Implement a basic pivot table with totals
Company: Sigmacomputing
Role: Software Engineer
Category: Coding & Algorithms
Difficulty: easy
Interview Round: Technical Screen
You are given a small in-memory table of data and are asked to implement a simplified **pivot table** operation and a printer for it.
Assume the input data is represented as a list of rows, where each row is a mapping from column name (string) to value. For example, in a typical language this could be:
- `List<Map<String, Object>> rows` in Java, or
- `vector<unordered_map<string, Value>> rows` in C++, or
- `List<Dict[str, Any]]` in Python.
Each row contains several **categorical** columns (strings/integers) and at least one **numeric** column (integer/float). You are not required to design the exact type signatures; focus on the core logic and data structures.

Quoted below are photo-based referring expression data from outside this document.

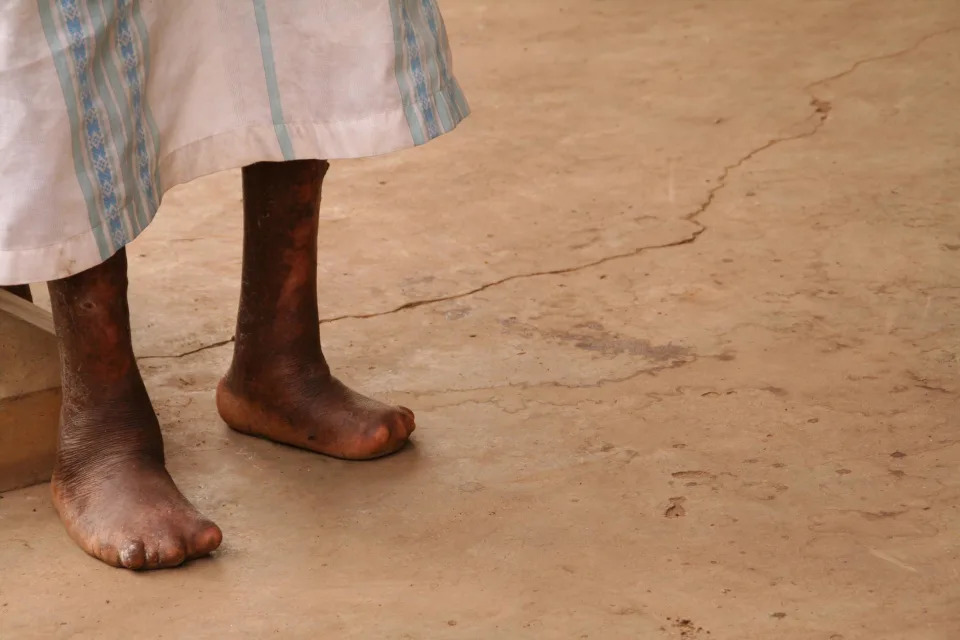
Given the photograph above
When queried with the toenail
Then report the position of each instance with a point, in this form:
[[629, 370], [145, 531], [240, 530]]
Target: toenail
[[132, 555]]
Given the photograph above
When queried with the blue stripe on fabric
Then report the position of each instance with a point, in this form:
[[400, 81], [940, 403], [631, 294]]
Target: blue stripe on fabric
[[131, 66], [419, 75], [143, 72], [119, 130], [428, 9], [273, 87], [400, 72], [103, 171], [70, 95]]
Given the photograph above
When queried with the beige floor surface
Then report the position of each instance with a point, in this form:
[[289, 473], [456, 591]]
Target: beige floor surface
[[678, 309]]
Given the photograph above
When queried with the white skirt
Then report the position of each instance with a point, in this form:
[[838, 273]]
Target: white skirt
[[106, 104]]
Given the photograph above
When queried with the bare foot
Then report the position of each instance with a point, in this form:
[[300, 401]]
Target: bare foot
[[315, 411], [279, 385], [110, 486], [21, 291]]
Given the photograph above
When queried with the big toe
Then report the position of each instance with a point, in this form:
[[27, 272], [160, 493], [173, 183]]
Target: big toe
[[407, 420], [133, 555]]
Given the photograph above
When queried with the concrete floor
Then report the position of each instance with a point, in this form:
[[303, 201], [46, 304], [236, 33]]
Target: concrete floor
[[677, 309]]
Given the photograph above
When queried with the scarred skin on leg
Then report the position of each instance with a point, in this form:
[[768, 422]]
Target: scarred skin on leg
[[110, 485], [279, 385]]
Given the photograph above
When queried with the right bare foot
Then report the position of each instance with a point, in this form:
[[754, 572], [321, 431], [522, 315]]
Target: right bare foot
[[113, 493], [110, 486]]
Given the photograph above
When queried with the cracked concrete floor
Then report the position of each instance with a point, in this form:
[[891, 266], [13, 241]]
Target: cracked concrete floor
[[677, 309]]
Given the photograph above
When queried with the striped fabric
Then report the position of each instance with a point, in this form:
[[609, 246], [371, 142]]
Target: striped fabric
[[106, 104]]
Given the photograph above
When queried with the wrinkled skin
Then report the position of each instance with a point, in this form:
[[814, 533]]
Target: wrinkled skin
[[110, 485]]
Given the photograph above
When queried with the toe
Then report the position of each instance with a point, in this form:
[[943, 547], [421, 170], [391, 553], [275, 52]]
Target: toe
[[151, 556], [408, 420], [132, 554]]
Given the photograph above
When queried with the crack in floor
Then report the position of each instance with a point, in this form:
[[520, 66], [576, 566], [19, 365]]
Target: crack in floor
[[821, 111]]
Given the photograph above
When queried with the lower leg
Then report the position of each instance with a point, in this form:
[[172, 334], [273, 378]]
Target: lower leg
[[21, 291], [110, 486], [279, 385]]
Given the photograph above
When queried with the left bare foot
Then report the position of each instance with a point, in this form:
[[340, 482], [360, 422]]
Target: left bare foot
[[279, 385], [313, 410]]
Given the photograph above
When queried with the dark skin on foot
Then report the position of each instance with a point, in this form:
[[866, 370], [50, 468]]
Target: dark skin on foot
[[110, 485], [279, 385]]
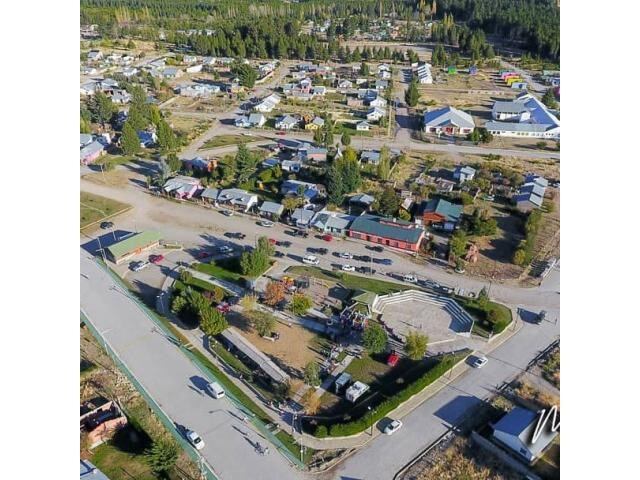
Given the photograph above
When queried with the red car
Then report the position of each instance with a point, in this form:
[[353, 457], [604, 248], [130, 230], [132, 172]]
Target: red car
[[156, 259], [392, 359], [224, 308]]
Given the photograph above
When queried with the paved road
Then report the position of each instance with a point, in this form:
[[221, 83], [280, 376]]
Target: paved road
[[175, 382], [196, 226], [384, 456]]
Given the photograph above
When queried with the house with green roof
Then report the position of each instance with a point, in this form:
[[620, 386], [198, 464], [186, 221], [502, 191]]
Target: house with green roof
[[391, 232], [133, 245], [441, 212]]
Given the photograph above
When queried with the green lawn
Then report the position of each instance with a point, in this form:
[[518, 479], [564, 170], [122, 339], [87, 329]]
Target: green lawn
[[94, 208], [223, 140], [353, 282], [221, 270]]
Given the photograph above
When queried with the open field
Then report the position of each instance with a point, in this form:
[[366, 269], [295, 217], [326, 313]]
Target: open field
[[94, 208]]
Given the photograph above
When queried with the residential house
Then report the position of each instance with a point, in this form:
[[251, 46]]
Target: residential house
[[238, 198], [332, 222], [381, 85], [464, 173], [309, 191], [257, 120], [315, 124], [448, 121], [301, 217], [387, 231], [292, 166], [313, 154], [526, 116], [375, 114], [271, 210], [363, 126], [147, 139], [286, 122], [182, 187], [515, 431], [370, 156], [531, 193], [440, 212], [91, 152]]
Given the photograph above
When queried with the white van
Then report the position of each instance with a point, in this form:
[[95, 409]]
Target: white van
[[215, 389]]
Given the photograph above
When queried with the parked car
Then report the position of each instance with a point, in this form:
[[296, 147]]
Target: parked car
[[393, 427], [310, 260], [156, 259], [195, 440], [383, 261], [215, 390], [479, 362], [137, 266]]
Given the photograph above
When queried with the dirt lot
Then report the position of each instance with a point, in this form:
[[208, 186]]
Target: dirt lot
[[295, 346]]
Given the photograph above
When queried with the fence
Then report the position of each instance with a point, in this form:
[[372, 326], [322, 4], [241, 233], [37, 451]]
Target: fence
[[206, 469], [259, 424]]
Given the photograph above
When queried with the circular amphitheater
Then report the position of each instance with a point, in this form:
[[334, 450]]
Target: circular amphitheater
[[441, 318]]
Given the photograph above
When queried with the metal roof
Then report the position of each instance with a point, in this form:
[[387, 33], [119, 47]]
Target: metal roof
[[133, 243], [387, 228]]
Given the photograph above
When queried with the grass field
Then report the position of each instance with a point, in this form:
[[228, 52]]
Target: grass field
[[352, 282], [94, 208], [223, 140]]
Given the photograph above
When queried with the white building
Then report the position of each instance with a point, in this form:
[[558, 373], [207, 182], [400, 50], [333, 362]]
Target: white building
[[526, 116]]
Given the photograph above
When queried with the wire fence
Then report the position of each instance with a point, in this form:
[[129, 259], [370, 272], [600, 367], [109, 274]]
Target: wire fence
[[206, 470], [255, 421]]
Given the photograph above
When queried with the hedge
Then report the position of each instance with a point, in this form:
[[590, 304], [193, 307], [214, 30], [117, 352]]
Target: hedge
[[393, 402]]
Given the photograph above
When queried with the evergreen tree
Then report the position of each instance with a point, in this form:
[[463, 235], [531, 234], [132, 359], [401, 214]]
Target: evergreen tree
[[412, 96], [129, 141]]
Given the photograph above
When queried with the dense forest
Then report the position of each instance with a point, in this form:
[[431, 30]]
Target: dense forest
[[259, 25]]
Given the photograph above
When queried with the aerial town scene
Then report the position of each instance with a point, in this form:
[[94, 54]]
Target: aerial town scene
[[319, 239]]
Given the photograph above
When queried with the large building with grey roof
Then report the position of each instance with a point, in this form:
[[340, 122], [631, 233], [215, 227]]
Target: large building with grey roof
[[525, 116]]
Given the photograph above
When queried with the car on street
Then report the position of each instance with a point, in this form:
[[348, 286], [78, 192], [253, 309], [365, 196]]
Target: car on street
[[156, 259], [383, 261], [479, 362], [195, 440], [366, 270], [137, 266], [310, 260], [393, 427]]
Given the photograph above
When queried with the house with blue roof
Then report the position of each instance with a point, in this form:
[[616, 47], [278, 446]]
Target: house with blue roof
[[515, 431]]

You need to implement the following functionality in three steps:
---
### 1. Basic 2D pivot table
Implement a function that takes:
- `rows`: the list of input rows,
- three column names: `c1`, `c2`, `c3`.
Exactly one of these three columns is numeric (the **value column**); the other two are categorical (the **row axis** and **column axis**). You may assume the caller tells you which is which, or you may infer it if that’s convenient; just make it clear in your API.
Your task:
1. Treat the two categorical columns as the X and Y axes of a 2D table (one axis for rows, one for columns).
2. For each combination `(row_key, col_key)` of those two categorical values, compute the **sum** of the numeric column over all input rows that match that pair.
3. Produce a tabular structure in memory (e.g., a nested map: `row_key -> col_key -> sum`).
4. Write a printing function that prints the pivot table in a simple text form, for example:
- First line: a header row with the column-axis keys (plus a label for the row header).
- Subsequent lines: each line represents one row-axis key followed by its cell values, with missing combinations shown as 0.
You may choose any reasonable text layout as long as it is consistent and human-readable.
**Example (conceptual)**
Suppose the raw data has columns `"city"`, `"product"`, and `"sales"`.
If we choose:
- row axis: `"city"`,
- column axis: `"product"`,
- value column: `"sales"`,
then the cell at (city = `"SF"`, product = `"Book"`) contains the sum of `sales` for all rows where `city == "SF"` and `product == "Book"`.
---
### 2. Add row and column totals
Extend your pivot table implementation so that the **printed** table also includes:
1. An extra **"Total" column** on the right, for each row-axis key, showing the sum across all columns for that row.
2. An extra **"Total" row** at the bottom, showing for each column-axis key the sum across all rows.
3. Optionally, the bottom-right cell (intersection of the Total row and Total column) should be the grand total (sum of all values in the table).
Update your printing function to show these totals clearly.
---
### 3. Generalize to multiple columns per axis
Finally, generalize the pivot table so that **each axis can be defined by multiple columns**, rather than exactly one.
Modify your function signature so that it takes:
- `row_key_columns`: a list of column names to be used (together) as the row axis key,
- `col_key_columns`: a list of column names to be used (together) as the column axis key,
- `value_column`: the single numeric column to aggregate.
Requirements:
1. The row key is now a tuple (or concatenation) of one or more columns listed in `row_key_columns`.
2. The column key is a tuple of one or more columns listed in `col_key_columns`.
3. For the interview scenario, you should at least support the case where **three categorical columns in total** are used across the two axes, e.g.:
- two columns on the row axis and one on the column axis, or
- one on the row axis and two on the column axis.
4. For this extended version, you **do not** need to print row/column totals anymore (just the pivoted sums themselves).
5. Update the printing function so that it can display multi-column keys in a reasonable way (for example, join components with a separator, or print hierarchical row headers).
You should:
- Choose appropriate in-memory data structures (e.g., hash maps / ordered maps / sets) to implement the grouping and aggregation.
- Ensure the implementation is correct and handles missing combinations (no rows for a particular `(row_key, col_key)` pair) by outputting 0 for that cell.
- Aim for reasonable time and space complexity for up to tens of thousands of input rows.
Do **not** worry about file I/O, UI, or formatting beyond a simple, text-based table printout.
Quick Answer: This question evaluates a candidate's ability to perform in-memory data aggregation, multi-dimensional grouping, handling missing combinations, and formatted text output for pivot tables including row/column totals.